I think there is a family of little wattlebirds in my neighbourhood as some of the birds have a brown eye (a characteristic of a younger bird), whereas adult birds have a light blue eye.

The little wattlebird is the smallest of the three wattlebird species in Australia, and I think they are the most attractive, with the rufous colour on the wing and the striped tail.

I watched an eastern spinebill move around a flowering ground cover plant and realised that these birds feeding on these plants make them very vulnerable to predation by cats.

It’s much better for birds to be high up in a tree rather than on the ground.

Eastern Spinebills (especially the males) are just beautiful birds, with their long, fine, down-curved beak and a black, rufous, white and brown plumage.

Speaking of cats, recent research has found that cats kill one million birds a day in Australia. The researchers found evidence of cats killing 338 bird types—almost half of Australia’s native species, including 71 threatened species such as the spotted quail thrush, the squatter pigeon, and the night parrot. How shocking.

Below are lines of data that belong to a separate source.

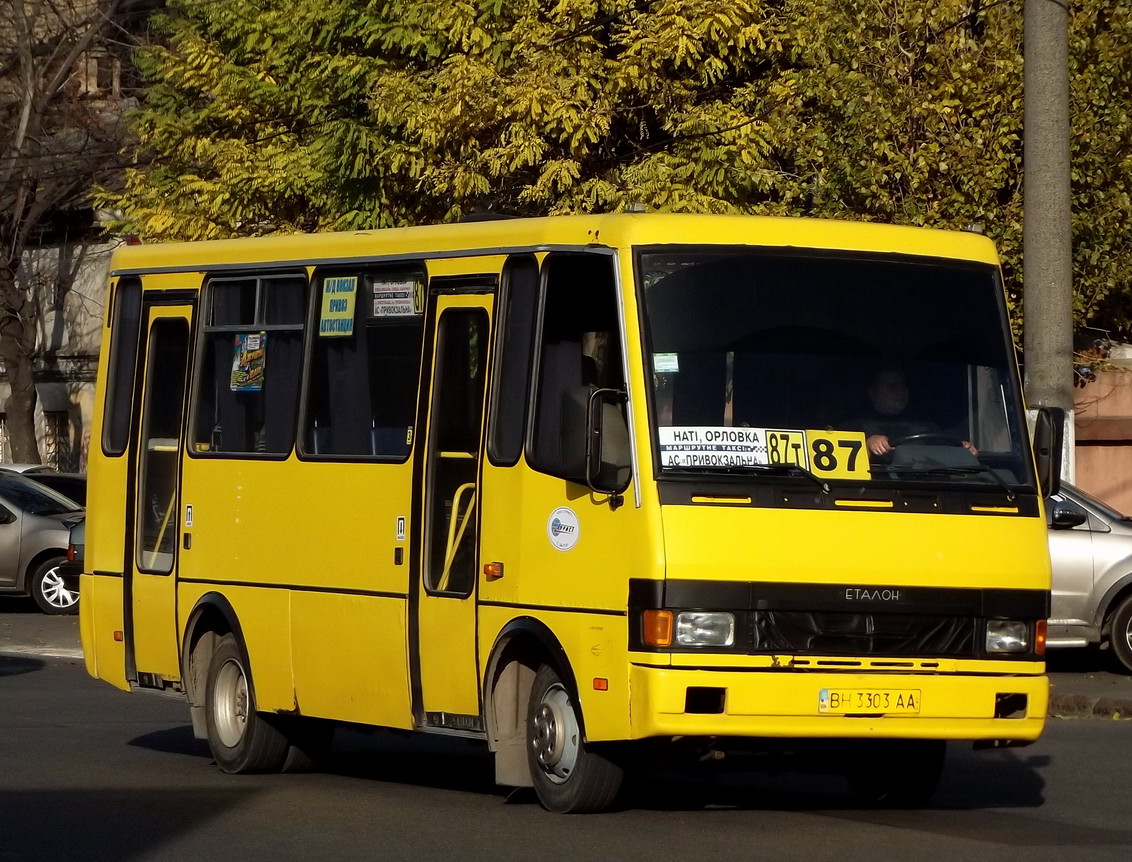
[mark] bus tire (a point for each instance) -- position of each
(567, 774)
(1120, 634)
(241, 740)
(895, 773)
(49, 590)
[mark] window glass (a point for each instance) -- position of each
(454, 450)
(770, 357)
(579, 351)
(249, 365)
(126, 323)
(365, 365)
(513, 364)
(157, 521)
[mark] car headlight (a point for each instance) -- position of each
(1008, 636)
(704, 629)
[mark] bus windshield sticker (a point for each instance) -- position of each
(249, 357)
(394, 298)
(563, 528)
(828, 453)
(336, 317)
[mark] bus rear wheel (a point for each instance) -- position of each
(569, 776)
(241, 739)
(895, 773)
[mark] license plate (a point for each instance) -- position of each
(868, 701)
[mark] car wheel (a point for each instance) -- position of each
(568, 775)
(1120, 634)
(895, 773)
(49, 590)
(241, 739)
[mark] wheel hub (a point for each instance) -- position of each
(555, 735)
(56, 591)
(231, 703)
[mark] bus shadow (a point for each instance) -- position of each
(17, 665)
(972, 782)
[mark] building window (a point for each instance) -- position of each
(57, 443)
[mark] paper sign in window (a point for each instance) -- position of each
(249, 356)
(336, 317)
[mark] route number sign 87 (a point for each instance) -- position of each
(828, 453)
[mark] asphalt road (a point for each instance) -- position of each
(91, 773)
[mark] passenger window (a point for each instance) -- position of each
(580, 348)
(515, 338)
(126, 327)
(248, 391)
(365, 365)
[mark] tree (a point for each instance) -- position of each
(57, 135)
(352, 113)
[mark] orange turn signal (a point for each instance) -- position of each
(657, 630)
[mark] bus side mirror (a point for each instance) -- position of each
(595, 438)
(607, 455)
(1048, 438)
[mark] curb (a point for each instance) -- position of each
(1085, 706)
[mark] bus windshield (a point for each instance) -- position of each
(905, 361)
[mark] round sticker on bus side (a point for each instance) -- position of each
(563, 528)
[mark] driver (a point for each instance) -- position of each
(886, 423)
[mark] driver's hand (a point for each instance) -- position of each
(877, 444)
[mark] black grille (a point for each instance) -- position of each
(856, 634)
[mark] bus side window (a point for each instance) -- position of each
(514, 340)
(126, 327)
(365, 367)
(249, 366)
(580, 346)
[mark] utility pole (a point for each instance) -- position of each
(1047, 254)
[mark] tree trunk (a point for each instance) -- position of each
(17, 350)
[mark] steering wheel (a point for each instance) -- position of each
(928, 437)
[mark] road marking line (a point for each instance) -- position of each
(41, 651)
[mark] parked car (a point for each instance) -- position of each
(26, 468)
(69, 484)
(1090, 547)
(35, 522)
(73, 566)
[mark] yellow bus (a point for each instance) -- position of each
(579, 487)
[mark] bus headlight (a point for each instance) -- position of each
(704, 629)
(1008, 636)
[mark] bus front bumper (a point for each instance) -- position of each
(669, 701)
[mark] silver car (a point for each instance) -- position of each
(34, 527)
(1090, 547)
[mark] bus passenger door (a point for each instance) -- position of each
(155, 521)
(448, 673)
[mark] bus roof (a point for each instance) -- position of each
(503, 236)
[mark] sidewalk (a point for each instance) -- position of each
(1081, 682)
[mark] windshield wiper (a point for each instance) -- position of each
(980, 469)
(747, 469)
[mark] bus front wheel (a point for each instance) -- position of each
(241, 740)
(895, 773)
(568, 775)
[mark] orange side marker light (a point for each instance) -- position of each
(657, 629)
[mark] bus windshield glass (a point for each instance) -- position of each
(880, 368)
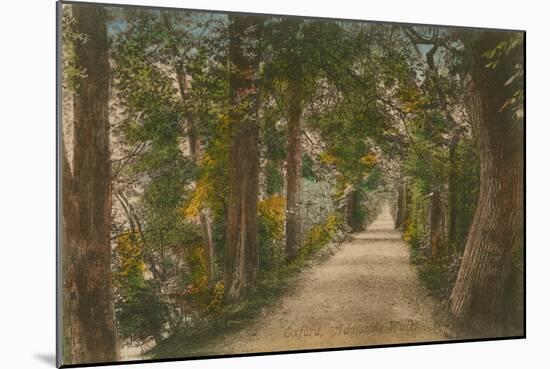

I was walking to my little oasis last week when I saw a black cat high up in a tree near a red wattlebird nest. The red wattlebird was very vocal which drew me to what was going on. I poked the cat with a stick to get it to climb down. No animals were injured in this procedure and more importantly the black cat did not cross my path and it did not get to the nest.

After chasing the cat away I looked up and a peregrine falcon flew over my head again for the second time in two weeks, which was amazing.

I’ve been trying to spot the tawny frogmouths pair that I visit regularly, but they have been typically elusive up until the other day, when I managed to see them.

I’ve read that in the winter the tawnies roost on a branch that faces north so that they absorb the warmth from the sun, and on the day I saw them they were on a branch facing north, but there was no sun and no warmth – it was freezing!

I was just very pleased to see them and know that they are, for the time being, thriving. I received an email from Maddie who works with Barwon Coast, and she told me that a deceased boobook owl was found in Barwon Heads that was very malnourished (as it was ‘skin and bone’). I’ve heard that the lack of insects (because of the excessive use of pesticides) is affecting populations of birds such as these, which is very alarming. Maddie also told me that a pair of black kites have been seen regularly, foraging at Ocean Grove Spit just north of 21W estuary side.

I don’t think this is good for the hooded plovers who nest in that area, so I’ll have to chase them away when I’m on hooded plover minding duty over the summer.